Seamos honestos: nuestras generaciones tampoco fueron un ejemplo a seguir. También crecimos bajo la influencia de monopolios televisivos que normalizaron discursos clasistas, racistas y excluyentes, moldeando buena parte de nuestra visión del mundo. La diferencia radica en que, aunque esos mensajes eran poderosos, existían otros espacios de recreación que nos permitían desconectarnos: la calle, el juego físico, la convivencia directa con amigos y familiares. Además, la televisión por más hegemónica que fuera, tenía límites claros en su consumo: la programación terminaba, los horarios se respetaban y no existía un dispositivo portátil que nos bombardeaba las 24/7 con contenido. Hoy, en cambio, los celulares y las plataformas digitales no solo no tienen fronteras temporales, sino que diseñan una experiencia personalizada y adictiva, lo que multiplica exponencialmente su capacidad de influencia. Esa es la verdadera diferencia entre generaciones.

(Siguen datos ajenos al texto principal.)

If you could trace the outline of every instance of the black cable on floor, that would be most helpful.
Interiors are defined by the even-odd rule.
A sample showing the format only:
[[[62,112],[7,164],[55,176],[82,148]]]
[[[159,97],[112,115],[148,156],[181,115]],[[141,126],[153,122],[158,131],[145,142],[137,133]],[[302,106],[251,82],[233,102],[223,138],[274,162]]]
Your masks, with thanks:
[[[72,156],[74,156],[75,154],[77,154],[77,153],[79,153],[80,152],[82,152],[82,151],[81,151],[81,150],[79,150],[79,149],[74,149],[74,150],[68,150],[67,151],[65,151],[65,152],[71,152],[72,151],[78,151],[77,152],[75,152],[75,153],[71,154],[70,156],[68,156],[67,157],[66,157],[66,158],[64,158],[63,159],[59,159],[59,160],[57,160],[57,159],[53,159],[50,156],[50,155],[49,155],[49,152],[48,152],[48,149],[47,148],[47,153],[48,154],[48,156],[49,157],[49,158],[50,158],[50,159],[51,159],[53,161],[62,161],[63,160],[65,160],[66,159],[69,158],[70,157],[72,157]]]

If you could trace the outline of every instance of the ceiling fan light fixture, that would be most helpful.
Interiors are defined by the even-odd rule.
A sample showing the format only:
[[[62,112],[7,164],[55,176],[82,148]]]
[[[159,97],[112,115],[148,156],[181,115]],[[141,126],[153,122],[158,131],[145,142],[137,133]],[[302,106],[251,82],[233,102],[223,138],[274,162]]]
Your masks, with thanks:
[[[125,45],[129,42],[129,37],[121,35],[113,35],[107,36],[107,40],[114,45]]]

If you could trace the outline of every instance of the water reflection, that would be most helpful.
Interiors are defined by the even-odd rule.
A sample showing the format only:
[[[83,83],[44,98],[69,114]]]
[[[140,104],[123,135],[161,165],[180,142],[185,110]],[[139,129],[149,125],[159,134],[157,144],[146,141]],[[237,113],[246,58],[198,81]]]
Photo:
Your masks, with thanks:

Por eso es urgente generar públicos críticos. Generar consumidores conscientes implica reconocer, como señala Néstor García Canclini en El consumo cultural: Una propuesta teórica (1999), donde genera una crítica hacia el consumo irracional y cómo este, se encuentra cargado de significados simbólicos. Lo que elegimos mirar, escuchar, compartir o seguir en redes sociales no solo satisface una necesidad de entretenimiento: configura identidades, refuerza pertenencias colectivas y moldea la forma en que entendemos el mundo. En este sentido, Canclini sostiene la importancia de educar la audiencia como una forma de enlace, de generar sociabilidad y formar comunidades mediante prácticas compartidas.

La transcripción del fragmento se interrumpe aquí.